C’è, secondo Magris, un dilagante fenomeno della scarsa memoria. Che va oltre la letteratura. Si potrebbe dire che a questo mondo si ha modo di incontrare persone di terribile, immensa ignoranza. “Quando anni fa insegnai al Bard College, negli USA, ottimo college, su 33-35 studenti ‘graduate’, appena 6 sapevano chi sia stato Stalin. Per contro, la nipote di Giorgio Pressburger, grande scrittore e regista, ebreo ungherese… la nipote dicevo, che viveva in Canada, non sapeva chi sia stato Hitler. Leo Valiani, ebreo, giornalista, storico, nato a Fiume, parlava un’infinità di lingue. Meno lo slovacco. Felice di poter finalmente leggere un libro scritto in slovacco sulla caduta dell’impero austroungarico, nella sua traduzione in ungherese. Ho un ricordo personale di Valiani: con lui mio padre trascorse l’ultima, bella serata. Avevano cenato insieme, poi mio padre si ammalò…”.

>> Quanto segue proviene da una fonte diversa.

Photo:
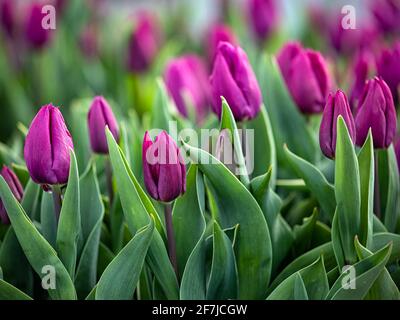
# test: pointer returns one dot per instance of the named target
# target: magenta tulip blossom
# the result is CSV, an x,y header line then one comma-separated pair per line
x,y
100,115
47,147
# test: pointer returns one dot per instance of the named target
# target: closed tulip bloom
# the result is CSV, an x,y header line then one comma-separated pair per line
x,y
306,76
16,189
188,75
263,17
218,33
376,111
7,16
144,43
163,168
359,73
47,147
388,66
36,35
233,78
336,105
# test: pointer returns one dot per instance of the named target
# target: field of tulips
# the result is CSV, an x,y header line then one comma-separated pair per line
x,y
199,150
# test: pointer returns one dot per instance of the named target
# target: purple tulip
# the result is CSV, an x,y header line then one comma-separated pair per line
x,y
397,150
36,35
376,111
387,15
263,17
144,43
218,33
7,16
100,115
233,78
306,76
336,105
188,75
163,168
16,189
388,66
47,147
360,71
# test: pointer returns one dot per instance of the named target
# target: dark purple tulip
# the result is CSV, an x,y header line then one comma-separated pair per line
x,y
47,147
36,35
397,150
100,115
16,189
188,75
263,17
388,66
163,168
360,71
376,111
144,43
218,33
306,76
387,15
336,105
233,78
7,16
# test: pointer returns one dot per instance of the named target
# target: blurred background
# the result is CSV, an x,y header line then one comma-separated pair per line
x,y
118,48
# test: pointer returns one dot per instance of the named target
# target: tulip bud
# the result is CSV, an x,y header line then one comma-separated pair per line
x,y
7,16
36,35
47,147
144,43
306,76
188,75
376,111
16,189
163,168
387,15
218,33
388,66
360,72
233,78
397,150
100,115
336,105
263,17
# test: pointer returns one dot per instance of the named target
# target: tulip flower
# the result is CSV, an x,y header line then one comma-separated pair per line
x,y
387,15
306,76
188,75
16,189
360,71
376,111
144,43
163,168
35,34
100,115
47,147
7,16
397,150
263,17
233,78
336,105
388,66
218,33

Il mondo slavo da oltre il confine
Si è parlato di Slataper, del suo essere slavo, tedesco, italiano, del suo portarsi dentro mille diversità, per chiedere come oltre il confine si veda il mondo slavo. Slataper irredentista, che per dire chi è deve ricorrere all’arte della poesia, che è la bugia, e che dal carcere, pochi giorni prima di morire scrive alla moglie: “Tu sai che io sono slavo, tedesco, italiano…”
Nei rapporti tra Italiani e Sloveni, dice Magris, sono stati fatti enormi passi avanti e tranne qualche rimasuglio la questione è ormai alle spalle. Sperando che il delirio nazionalista che sta devastando l’Europa non vada a inficiare tutto. “Ho visto in una protesta a Varsavia polacchi con le insegne naziste. Allora, ho pensato, magari si vedranno negri con quelle del KKK. Terribile.”
La «maestra» Marisa Madieri
“Verde acqua” e Marisa Madieri. Marisa, nata a Fiume, che ha vissuto l’esodo, il campo profughi, che aveva visto, dopo la guerra, nei nuovi venuti slavi e nelle canzoni che cantavano, una minaccia alla sua infanzia. Poi ha scoperto di avere radici croate e di fare parte di quel mondo che aveva sentito estraneo. “I libri di Marisa per me contano più dei miei. Le devo molto in quello che ho scritto. Era maestra nell’arte del levare e ha tagliato molto ai miei scritti.” E forse è con Marisa che nasce “Danubio”. “Avevamo deciso di fare un viaggio, assieme ad alcuni amici, in Slovacchia. Poco prima del confine con l’altra Europa, in una bella giornata di settembre, con le acque del Danubio che splendevano, improvvisamente apparve una scritta ‘Museo del Danubio’. Marisa propose ‘Perché non andiamo avanti fino al Mar Nero?’ Il romanzo è nato dall’idea di andare avanti, di offrirsi all’esperienza e non oggettivizzarla. Anche ‘Microcosmi’ si può considerare scritto a quattro mani, anche se Marisa già non c’era più.
In chiusura, su “Istantanee”, un libro che si è fatto da solo, ha detto Magris. In effetti sono scatti, istantanee proprio, cose viste e sentite, brutte, belle, felici, tristi… nulla d’inventato. Un aneddoto per chiudere. A passeggio a Barcola con l’amato cane Jackson, Magris venne avvicinato da una signora. Convinto che la donna volesse un autografo, si sente chiedere “Xe suo sto can?” “Sì”, risponde lo scrittore. “Bon, allora lei la xe Claudio Magris”. Sic.
E un caloroso applauso, per ringraziare della grande semplicità di leggere e spiegare il mondo. Della disponibilità a condividere un caffè.